A positive factor is the fact that despite the drop in temperature, the energy system has not collapsed and prices continue the trend. This is mainly due to the high level of filling of gas storage facilities. In Poland, they are 86% full, which is almost 10 percentage points better than the five-year average. The situation is similar across the EU, where warehouses are on average 79% full. At key moments, especially during the lowest temperatures in winter, warehouses played an important role in securing the power and heating systems. Supported by current deliveries, they allowed for effective demand management in difficult climatic conditions.
However, despite the good situation on the European market, the current crisis in the Red Sea is an important factor that may increase the price. QatarEnergy, as a result of attacks carried out by Houthi militants on ships transporting blue fuel, decided to suspend the transport of LNG through the Red Sea. The answer to this situation is to redirect ships around Africa near the Cape of Good Hope, which may generate additional costs (an additional cost of approximately USD 1 million is estimated for each round trip between Asia and Europe). Experts from Allianz Trade emphasize that sea transport prices have increased by 240% since November 2023, reaching levels observed in the fourth quarter of 2022. In recent days, rebels have announced plans for further attacks. Despite the US including the Yemeni movement on the list of terrorist organizations, the Houthis announce continuation of attacks on Israeli ships and those heading to ports in Palestine. This conflict introduces an element of uncertainty regarding the future supply and prices of natural gas, especially in the context of the Red Sea region.

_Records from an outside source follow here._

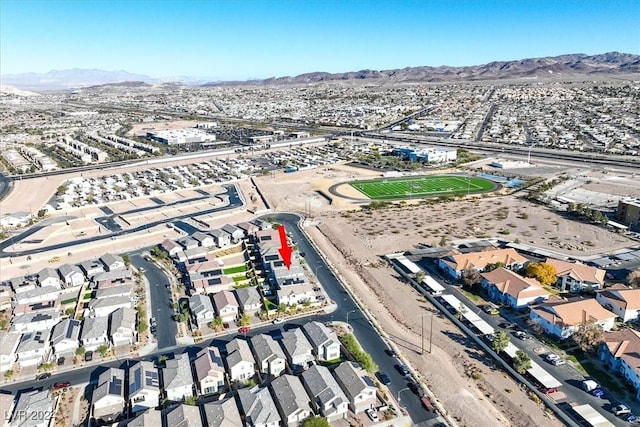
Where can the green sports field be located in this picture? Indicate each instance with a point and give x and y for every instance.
(425, 186)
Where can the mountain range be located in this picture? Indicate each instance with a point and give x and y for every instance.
(564, 66)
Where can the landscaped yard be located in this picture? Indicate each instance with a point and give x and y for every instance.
(381, 189)
(235, 270)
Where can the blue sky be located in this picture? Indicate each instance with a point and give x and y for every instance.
(256, 39)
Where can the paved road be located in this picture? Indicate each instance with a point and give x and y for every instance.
(347, 310)
(234, 202)
(161, 302)
(569, 376)
(5, 186)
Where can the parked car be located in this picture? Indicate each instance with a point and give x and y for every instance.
(390, 352)
(373, 415)
(403, 369)
(621, 409)
(61, 384)
(521, 334)
(415, 388)
(384, 378)
(489, 309)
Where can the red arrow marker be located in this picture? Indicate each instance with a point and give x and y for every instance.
(285, 249)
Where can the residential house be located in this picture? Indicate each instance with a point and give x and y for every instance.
(114, 291)
(177, 378)
(33, 349)
(258, 407)
(622, 300)
(248, 228)
(222, 413)
(71, 275)
(107, 401)
(113, 262)
(9, 342)
(298, 349)
(620, 352)
(188, 243)
(209, 370)
(249, 299)
(144, 386)
(30, 407)
(65, 337)
(511, 289)
(269, 355)
(455, 264)
(563, 318)
(323, 340)
(240, 363)
(203, 239)
(221, 238)
(237, 234)
(122, 327)
(575, 276)
(184, 416)
(357, 386)
(94, 332)
(35, 321)
(202, 309)
(327, 398)
(300, 294)
(226, 305)
(111, 278)
(150, 418)
(92, 267)
(49, 277)
(170, 247)
(291, 399)
(105, 306)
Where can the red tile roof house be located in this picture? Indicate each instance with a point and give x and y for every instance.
(575, 276)
(621, 352)
(511, 289)
(455, 264)
(622, 300)
(563, 318)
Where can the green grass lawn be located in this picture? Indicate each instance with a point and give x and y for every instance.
(237, 269)
(426, 186)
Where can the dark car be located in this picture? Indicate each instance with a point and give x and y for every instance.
(415, 387)
(403, 369)
(384, 378)
(61, 384)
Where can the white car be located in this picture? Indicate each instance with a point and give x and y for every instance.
(373, 414)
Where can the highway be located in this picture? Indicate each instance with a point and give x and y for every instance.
(235, 201)
(347, 310)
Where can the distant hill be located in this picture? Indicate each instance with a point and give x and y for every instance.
(70, 79)
(559, 66)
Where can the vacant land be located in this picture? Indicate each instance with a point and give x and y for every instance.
(425, 186)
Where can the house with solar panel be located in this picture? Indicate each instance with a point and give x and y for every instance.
(144, 386)
(177, 378)
(107, 402)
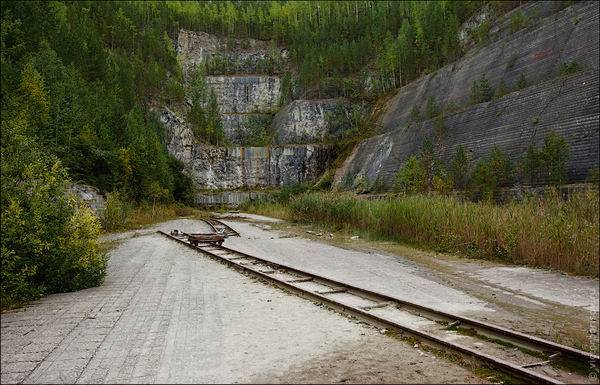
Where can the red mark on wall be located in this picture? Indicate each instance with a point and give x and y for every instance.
(542, 54)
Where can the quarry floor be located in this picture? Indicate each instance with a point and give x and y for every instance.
(166, 314)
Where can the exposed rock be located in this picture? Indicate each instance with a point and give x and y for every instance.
(228, 198)
(237, 126)
(194, 48)
(90, 196)
(212, 167)
(304, 121)
(536, 53)
(568, 106)
(245, 94)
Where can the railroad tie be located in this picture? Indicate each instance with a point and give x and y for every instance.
(305, 279)
(333, 290)
(376, 306)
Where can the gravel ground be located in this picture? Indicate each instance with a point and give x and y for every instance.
(546, 303)
(384, 273)
(166, 314)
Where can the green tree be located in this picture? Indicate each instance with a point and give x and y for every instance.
(490, 173)
(460, 168)
(555, 156)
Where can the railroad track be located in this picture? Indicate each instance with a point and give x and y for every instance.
(526, 357)
(221, 228)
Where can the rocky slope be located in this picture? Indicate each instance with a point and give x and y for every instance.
(567, 105)
(242, 98)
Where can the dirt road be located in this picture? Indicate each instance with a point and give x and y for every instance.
(166, 314)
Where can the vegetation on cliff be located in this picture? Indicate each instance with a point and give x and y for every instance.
(546, 231)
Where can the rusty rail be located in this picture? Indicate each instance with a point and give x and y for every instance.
(293, 279)
(221, 228)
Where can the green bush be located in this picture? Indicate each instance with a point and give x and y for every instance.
(518, 20)
(460, 168)
(568, 68)
(481, 90)
(48, 240)
(432, 107)
(415, 114)
(555, 156)
(529, 165)
(412, 177)
(490, 173)
(522, 82)
(116, 212)
(257, 131)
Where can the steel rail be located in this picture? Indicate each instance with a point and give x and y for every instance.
(487, 329)
(213, 222)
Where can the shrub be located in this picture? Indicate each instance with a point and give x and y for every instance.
(481, 90)
(529, 166)
(518, 20)
(48, 242)
(593, 175)
(568, 68)
(116, 212)
(459, 168)
(440, 123)
(257, 131)
(522, 82)
(412, 177)
(490, 173)
(501, 90)
(285, 193)
(415, 114)
(555, 156)
(432, 107)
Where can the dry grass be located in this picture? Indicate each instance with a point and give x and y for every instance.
(270, 209)
(144, 214)
(543, 232)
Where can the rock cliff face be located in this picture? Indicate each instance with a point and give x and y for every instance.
(212, 167)
(567, 105)
(245, 94)
(534, 53)
(194, 48)
(244, 100)
(304, 121)
(90, 196)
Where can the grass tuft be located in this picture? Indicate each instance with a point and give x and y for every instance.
(545, 232)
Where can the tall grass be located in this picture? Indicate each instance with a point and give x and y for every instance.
(542, 232)
(120, 216)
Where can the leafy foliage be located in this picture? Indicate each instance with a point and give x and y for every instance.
(481, 90)
(100, 63)
(490, 173)
(568, 68)
(257, 131)
(48, 240)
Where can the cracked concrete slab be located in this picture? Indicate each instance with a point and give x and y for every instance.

In the short term, the current situation on the energy and gas market requires careful monitoring, and a responsible approach to risk analysis becomes crucial to making effective purchasing decisions. Further events on both the domestic and global markets will shape the landscape of this sector in the coming months, and only the purchasing strategies we adopt will determine the final price level that we will see on future invoices.